O Governo prevê salário-mínimo de R$ 616,34 no próximo ano. Os números constam do projeto de Lei de Diretrizes Orçamentárias (LDO) enviado ontem ao Congresso Nacional. Os dados foram divulgados pelo Ministério do Planejamento. O reajuste segue a fórmula aprovada pelo Congresso no início do ano, que estabelece correção pela inflação oficial medida pelo Índice de Preços ao Consumidor Amplo (IPCA) do ano anterior mais a variação do Produto Interno Bruto (PIB) de dois anos atrás, que foi de 7,5% em 2010. A estimativa, no entanto, leva em conta a inflação mais baixa que a apontada pelo mercado. Segundo o Planejamento, o IPCA acumulado neste ano será de 5%. No relatório Focus, pesquisa divulgada toda semana pelo Banco Central (BC), a inflação oficial fechará 2011 em 6,26%.Para 2013, a previsão é que o mínimo fique em R$ 676,35 e, em 2014, R$ 745,66.

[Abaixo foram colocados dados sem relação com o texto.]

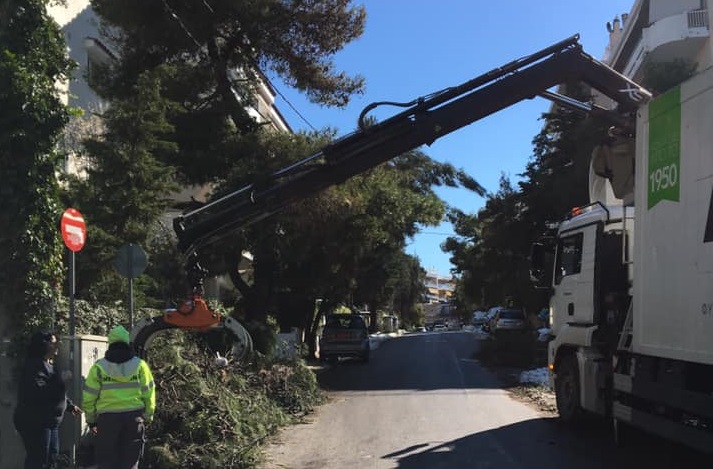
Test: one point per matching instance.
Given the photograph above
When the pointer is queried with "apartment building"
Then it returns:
(439, 288)
(659, 31)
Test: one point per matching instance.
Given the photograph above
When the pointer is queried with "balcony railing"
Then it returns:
(698, 19)
(672, 29)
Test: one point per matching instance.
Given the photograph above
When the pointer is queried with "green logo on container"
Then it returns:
(665, 148)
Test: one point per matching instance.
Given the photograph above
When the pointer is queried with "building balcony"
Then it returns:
(675, 37)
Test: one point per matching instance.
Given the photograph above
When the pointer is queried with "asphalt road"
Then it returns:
(424, 401)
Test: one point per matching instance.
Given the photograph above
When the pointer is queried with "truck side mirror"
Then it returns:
(541, 256)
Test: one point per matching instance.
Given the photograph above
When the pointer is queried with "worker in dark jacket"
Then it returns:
(120, 399)
(41, 402)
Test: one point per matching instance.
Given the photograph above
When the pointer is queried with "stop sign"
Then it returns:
(74, 231)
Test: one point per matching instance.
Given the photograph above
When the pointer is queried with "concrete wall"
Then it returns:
(11, 450)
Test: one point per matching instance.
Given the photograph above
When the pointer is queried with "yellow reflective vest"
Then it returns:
(119, 387)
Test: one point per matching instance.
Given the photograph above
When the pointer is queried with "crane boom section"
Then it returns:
(427, 120)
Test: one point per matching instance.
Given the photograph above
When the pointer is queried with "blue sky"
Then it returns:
(411, 48)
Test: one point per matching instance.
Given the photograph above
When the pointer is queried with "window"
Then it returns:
(569, 256)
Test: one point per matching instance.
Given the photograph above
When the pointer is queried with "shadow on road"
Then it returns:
(425, 362)
(546, 443)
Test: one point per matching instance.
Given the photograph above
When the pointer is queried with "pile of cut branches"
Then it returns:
(215, 417)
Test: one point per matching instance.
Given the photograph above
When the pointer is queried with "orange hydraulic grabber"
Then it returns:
(193, 315)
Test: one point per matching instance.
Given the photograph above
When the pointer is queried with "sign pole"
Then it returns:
(72, 291)
(130, 262)
(131, 286)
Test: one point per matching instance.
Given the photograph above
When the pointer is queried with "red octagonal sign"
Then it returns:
(74, 231)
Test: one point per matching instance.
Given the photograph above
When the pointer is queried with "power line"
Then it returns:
(293, 107)
(436, 233)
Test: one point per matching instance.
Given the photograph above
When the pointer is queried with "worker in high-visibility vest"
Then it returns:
(119, 399)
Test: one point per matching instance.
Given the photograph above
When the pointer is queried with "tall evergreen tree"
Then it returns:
(127, 185)
(33, 60)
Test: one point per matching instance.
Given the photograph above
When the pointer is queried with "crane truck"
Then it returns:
(421, 122)
(631, 276)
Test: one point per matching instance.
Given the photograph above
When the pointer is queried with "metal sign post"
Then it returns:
(74, 234)
(131, 261)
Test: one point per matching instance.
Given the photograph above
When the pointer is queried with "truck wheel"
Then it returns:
(567, 392)
(619, 432)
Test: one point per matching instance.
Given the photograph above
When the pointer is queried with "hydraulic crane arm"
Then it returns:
(426, 120)
(422, 122)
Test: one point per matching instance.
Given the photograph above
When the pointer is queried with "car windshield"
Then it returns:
(345, 322)
(512, 314)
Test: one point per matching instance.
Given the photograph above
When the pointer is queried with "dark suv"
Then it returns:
(344, 335)
(508, 321)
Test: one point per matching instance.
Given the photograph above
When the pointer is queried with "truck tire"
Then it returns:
(567, 391)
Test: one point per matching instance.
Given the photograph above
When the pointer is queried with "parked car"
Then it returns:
(509, 321)
(344, 335)
(490, 316)
(479, 318)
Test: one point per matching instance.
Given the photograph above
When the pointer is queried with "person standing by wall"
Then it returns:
(41, 402)
(119, 399)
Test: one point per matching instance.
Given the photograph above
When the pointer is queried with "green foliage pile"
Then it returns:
(210, 417)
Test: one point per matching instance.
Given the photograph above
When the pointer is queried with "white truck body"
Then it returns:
(632, 288)
(673, 265)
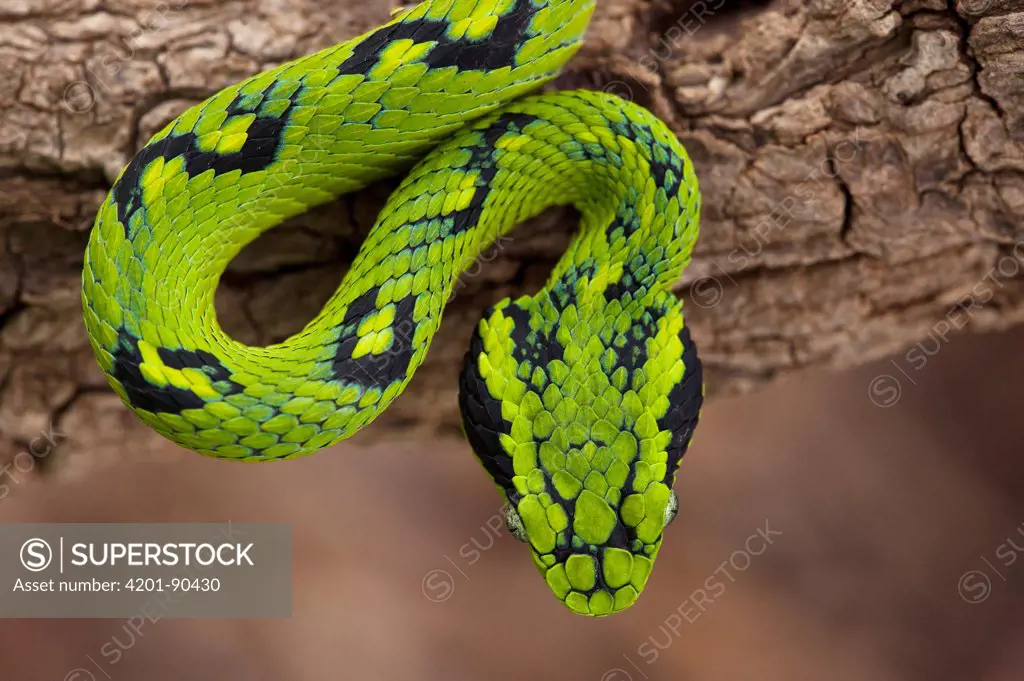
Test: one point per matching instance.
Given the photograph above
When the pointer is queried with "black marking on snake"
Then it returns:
(684, 406)
(258, 152)
(482, 421)
(493, 52)
(168, 399)
(375, 370)
(482, 160)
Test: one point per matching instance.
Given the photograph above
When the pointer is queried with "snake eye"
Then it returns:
(671, 509)
(514, 523)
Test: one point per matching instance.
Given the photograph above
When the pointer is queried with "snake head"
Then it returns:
(581, 412)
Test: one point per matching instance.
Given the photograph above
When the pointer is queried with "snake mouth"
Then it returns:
(598, 584)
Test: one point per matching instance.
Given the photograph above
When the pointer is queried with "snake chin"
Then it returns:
(581, 414)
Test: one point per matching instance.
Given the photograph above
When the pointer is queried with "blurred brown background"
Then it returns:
(882, 511)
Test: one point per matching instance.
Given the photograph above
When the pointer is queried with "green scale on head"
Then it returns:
(579, 401)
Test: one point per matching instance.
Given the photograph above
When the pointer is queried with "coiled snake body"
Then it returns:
(579, 400)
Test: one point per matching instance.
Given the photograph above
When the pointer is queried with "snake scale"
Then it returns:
(579, 400)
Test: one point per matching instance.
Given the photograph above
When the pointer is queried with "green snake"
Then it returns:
(579, 401)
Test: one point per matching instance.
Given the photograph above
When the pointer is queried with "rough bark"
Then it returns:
(861, 162)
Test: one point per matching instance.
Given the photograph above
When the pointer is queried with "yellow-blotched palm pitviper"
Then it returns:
(580, 400)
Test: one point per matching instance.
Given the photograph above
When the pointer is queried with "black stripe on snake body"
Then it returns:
(257, 153)
(496, 51)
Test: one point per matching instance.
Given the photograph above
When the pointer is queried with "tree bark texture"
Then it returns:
(861, 164)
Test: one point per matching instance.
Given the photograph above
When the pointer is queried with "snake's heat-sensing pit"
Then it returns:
(580, 400)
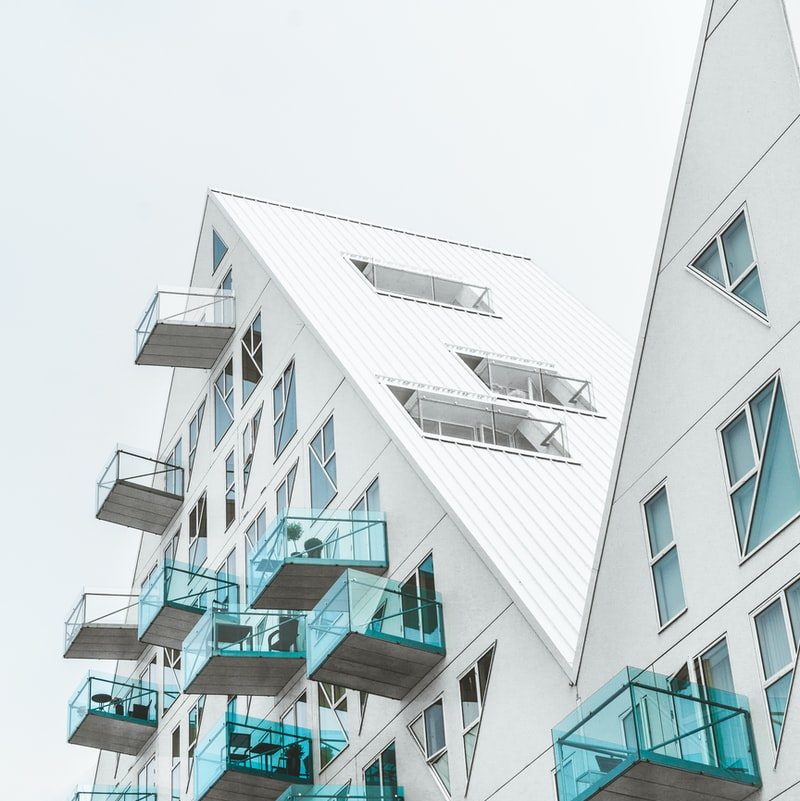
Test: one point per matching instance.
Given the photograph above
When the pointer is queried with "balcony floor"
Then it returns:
(378, 666)
(196, 345)
(245, 675)
(106, 641)
(300, 584)
(135, 506)
(171, 626)
(112, 733)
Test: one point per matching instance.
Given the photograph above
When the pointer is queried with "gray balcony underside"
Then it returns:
(236, 785)
(379, 667)
(300, 585)
(135, 506)
(195, 345)
(245, 675)
(171, 626)
(106, 641)
(647, 781)
(120, 735)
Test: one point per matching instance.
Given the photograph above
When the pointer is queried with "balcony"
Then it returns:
(637, 736)
(139, 492)
(307, 551)
(252, 761)
(186, 327)
(99, 628)
(244, 653)
(113, 714)
(175, 597)
(367, 634)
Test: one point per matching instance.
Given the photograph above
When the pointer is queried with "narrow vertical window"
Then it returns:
(252, 369)
(322, 466)
(761, 467)
(230, 489)
(223, 402)
(284, 406)
(664, 566)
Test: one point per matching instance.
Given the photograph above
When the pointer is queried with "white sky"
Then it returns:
(546, 128)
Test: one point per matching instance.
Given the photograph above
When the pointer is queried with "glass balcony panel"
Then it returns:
(139, 492)
(244, 652)
(186, 327)
(249, 760)
(176, 596)
(115, 714)
(102, 626)
(306, 551)
(637, 728)
(367, 634)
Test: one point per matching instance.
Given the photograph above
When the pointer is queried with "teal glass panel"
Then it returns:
(749, 290)
(736, 244)
(181, 586)
(219, 248)
(121, 698)
(268, 749)
(669, 588)
(710, 263)
(243, 634)
(350, 539)
(777, 698)
(778, 497)
(640, 716)
(372, 606)
(738, 448)
(659, 525)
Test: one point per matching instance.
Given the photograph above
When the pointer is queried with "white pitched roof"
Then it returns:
(535, 520)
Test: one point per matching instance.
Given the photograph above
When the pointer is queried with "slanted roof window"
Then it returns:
(426, 287)
(455, 417)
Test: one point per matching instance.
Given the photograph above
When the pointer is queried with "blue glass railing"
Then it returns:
(184, 587)
(639, 716)
(247, 634)
(124, 699)
(272, 750)
(376, 607)
(351, 539)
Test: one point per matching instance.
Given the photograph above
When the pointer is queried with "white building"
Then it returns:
(451, 416)
(698, 574)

Em relação à economia, o Governo reduziu a previsão de crescimento para este ano. Segundo o projeto da LDO, o PIB se expandirá 4,5%, meio ponto percentual abaixo da previsão anterior, de 5%. De acordo com o Planejamento, a justificativa para a nova previsão é manter as expectativas em linha com taxas de crescimento mais sustentáveis. Segundo a pasta, o crescimento menor se aproxima de taxas mais próximas do PIB potencial, que não pressiona a economia nem gera inflação. Para 2012, a previsão é de que o PIB cresça 5%. Em 2013 e 2014, a expansão projetada é de 5,5%

As projeções da LDO foram feitas com base numa taxa de câmbio de R$ 1,69, no final deste ano. Em 2012, o dólar estaria em R$ 1,76; em 2013, R$ 1,82; e em 2014, R$ 1,86. Os cálculos também foram feitos com base na atual taxa básica de juros (Selic), que está em 11,75% ao ano. O projeto estima redução da Selic para 10,75% ao ano, no final de 2012; 10%, no final de 2013; e 8,5%, no final de 2014. O Governo argumenta, ao justificar os números da LDO de 2012, que as medidas de política monetária que constam do projeto são suficientes para controlar a inflação, reduzindo-a para níveis compatíveis com o centro da meta (4,5%) já a partir do ano que vem.